Aku mengangguk. Entah ada kekuatan dari mana yang menyebabkan aku menganggukkan kepalaku saat itu. Mungkin karena pada dasarnya aku tidak pernah mau mengecewakan mamah.
Dan aku terbangun. Tertegun. Kali ini, mimpi itu sungguh sepertinya nyata.
Aku tidak hendak membantah permintaan mamah. Karena terakhir aku juga melihat, betapa papah stress berat dalam kesendiriannya. Tidak ada lagi orang yang bisa dia marahi dan membalas dengan senyuman. Tidak ada lagi mamah yang menyediakan segala masakan yang sederhana, namun sedap dan selalu menggugah selera. Tidak ada lagi orang yang membuatkannya kopi di saat dia bangun pagi. Kebiasaan tinggal bersama selama beberapa puluh tahun sebagai suami istri, membuat seseorang amat sulit menerima rasa kehilangan itu. Dan aku melihat sendiri, papah tidak bisa tenang dan tegar seperti dulu. Dia jadi banyak melamun. Padahal dulu, dia yang melarangku melamun, sekarang dia yang membiarkan dirinya hanyut dalam pikirannya sendiri.

Aku tidak mampu menyelami apa yang ada di pikiran papah. Mungkin papah menyesali sikapnya selama ini. Mungkin papah merasakan kesakitan luar biasa harus ditinggal mamah dalam waktu sebegitu singkat di depan matanya sendiri tanpa bisa melakukan apa-apa. Mungkin, dan hanya mungkin yang ada di kepalaku, karena aku sendiri tidak tahu apa yang sesungguhnya terjadi dalam hati papah.
Dia juga berubah lebih baik terhadap aku dan tidak segarang dulu. Namun, kami masih belum mampu mencairkan kekakuan hubungan ayah-anak yang selama ini membelenggu. Kami masih saling terpaku dalam pikiran masing-masing. Masih terlalu awal memang. Mamah baru pergi 10 hari yang lalu. Dan waktu berjalan pelan. Rasa kehilangan sangat mendominasi. Apalagi melihat kamarnya saat aku menyapu tadi. Aku pelan-pelan membuka lemari pakaiannya dan melihat betapa rapi dia menata isi lemari itu. Satu hal yang patut dipuji, mamah memang rajin!

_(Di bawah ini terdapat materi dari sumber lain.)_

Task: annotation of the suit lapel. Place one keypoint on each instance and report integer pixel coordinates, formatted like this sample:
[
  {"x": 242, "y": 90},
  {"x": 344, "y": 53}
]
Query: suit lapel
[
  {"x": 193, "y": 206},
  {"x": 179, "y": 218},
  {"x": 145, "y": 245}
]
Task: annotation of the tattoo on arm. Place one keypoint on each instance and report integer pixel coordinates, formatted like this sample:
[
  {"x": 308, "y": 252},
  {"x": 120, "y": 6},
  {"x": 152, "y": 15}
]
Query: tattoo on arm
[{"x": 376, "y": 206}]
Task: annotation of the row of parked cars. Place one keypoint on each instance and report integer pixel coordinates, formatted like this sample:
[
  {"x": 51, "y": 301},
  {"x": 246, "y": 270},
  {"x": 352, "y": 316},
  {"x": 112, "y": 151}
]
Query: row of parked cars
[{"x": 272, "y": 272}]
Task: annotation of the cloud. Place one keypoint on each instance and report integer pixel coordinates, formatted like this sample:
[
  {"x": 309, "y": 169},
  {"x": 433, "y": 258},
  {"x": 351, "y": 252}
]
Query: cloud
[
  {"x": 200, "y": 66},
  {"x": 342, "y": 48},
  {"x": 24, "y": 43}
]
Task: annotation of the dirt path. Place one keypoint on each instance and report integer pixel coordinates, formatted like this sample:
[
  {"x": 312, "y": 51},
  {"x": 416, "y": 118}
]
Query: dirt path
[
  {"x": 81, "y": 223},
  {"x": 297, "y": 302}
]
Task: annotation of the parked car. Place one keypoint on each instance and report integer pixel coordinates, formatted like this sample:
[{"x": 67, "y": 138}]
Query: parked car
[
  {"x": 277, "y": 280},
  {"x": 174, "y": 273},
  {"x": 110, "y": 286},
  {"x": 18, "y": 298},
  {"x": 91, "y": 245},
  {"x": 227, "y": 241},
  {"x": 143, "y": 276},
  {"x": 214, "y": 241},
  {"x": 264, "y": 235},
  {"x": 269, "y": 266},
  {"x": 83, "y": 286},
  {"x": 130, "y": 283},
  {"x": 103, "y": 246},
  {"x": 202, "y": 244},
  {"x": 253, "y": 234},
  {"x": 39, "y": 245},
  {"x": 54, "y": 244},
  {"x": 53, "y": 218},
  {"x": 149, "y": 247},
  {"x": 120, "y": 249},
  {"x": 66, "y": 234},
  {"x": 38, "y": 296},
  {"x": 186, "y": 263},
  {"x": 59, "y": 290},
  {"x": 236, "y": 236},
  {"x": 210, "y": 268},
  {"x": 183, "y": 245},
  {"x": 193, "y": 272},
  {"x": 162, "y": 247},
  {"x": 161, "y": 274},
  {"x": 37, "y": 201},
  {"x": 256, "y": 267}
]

Aku merasa, apa yang mamah katakan merupakan pesan yang harus dilaksanakan. Aku tak pernah berniat membangkang kalau terhadap mamah yang baik dan lembut hati itu. Aku selalu ingin menyenangkan dia. Karena aku tahu, dia berkorban untuk aku juga. Dan aku ingin sekali membalas segala kebaikannya.
Mungkin inilah jalan yang terbaik bagi kami. Kami, aku dan papah, harus berbaikan di saat mamah tiada. Kepergian mamah jugalah yang akhirnya mempersatukan kami…
Ahhhh, itu teori! Aku tidak mau! Aku tidak mau berbaikan sama papah.. Untuk apa? Untuk dihina lagi? Untuk diintimidasi lagi? Untuk diatur lagi???
Peperangan terbesar sebetulnya bukan peperangan dengan orang lain. Namun, peperangan terbesar yang kuhadapi selalu dengan diriku sendiri. Aku butuh kedamaian. Dan kalau dalam diriku sendiri belum ada, bagaimana aku bisa berdamai dengan papah?

Malam itu aku kembali berdoa, setelah sekian malam aku tak mampu berdoa, hanya menahan isakan air mata. Aku bilang pada Tuhan bahwa aku mau berdamai dengan papah. “ Ya, Tuhan… Aku mau!”
Kalau itu yang mamah mau, kalau itu yang Tuhan mau. Tapi sebelumnya, aku mohon kepada Tuhan agar aku bisa berdamai dengan diriku sendiri. Karena selama ini, di tengah semua sakit hatiku, aku telah melukai diriku sendiri. Dengan mendendam, dengan ingin membuktikan bahwa diriku baik di mata orang, dengan ingin dipuji…oh betapa aku haus akan pujian. Karena aku tidak mendapatkan kasih yang seharusnya. Jadi, sedikit pujian saja, sudah amat berarti bagiku.
Mamah, besok aku mencoba untuk berbaikan dengah papah.. Tuhan, bantu aku menata kembali serpihan hatiku dan merangkainya dengan rapi. Agar aku kuat, agar aku bisa berdamai dengan diriku. Baru kemudian berdamai dengan papah.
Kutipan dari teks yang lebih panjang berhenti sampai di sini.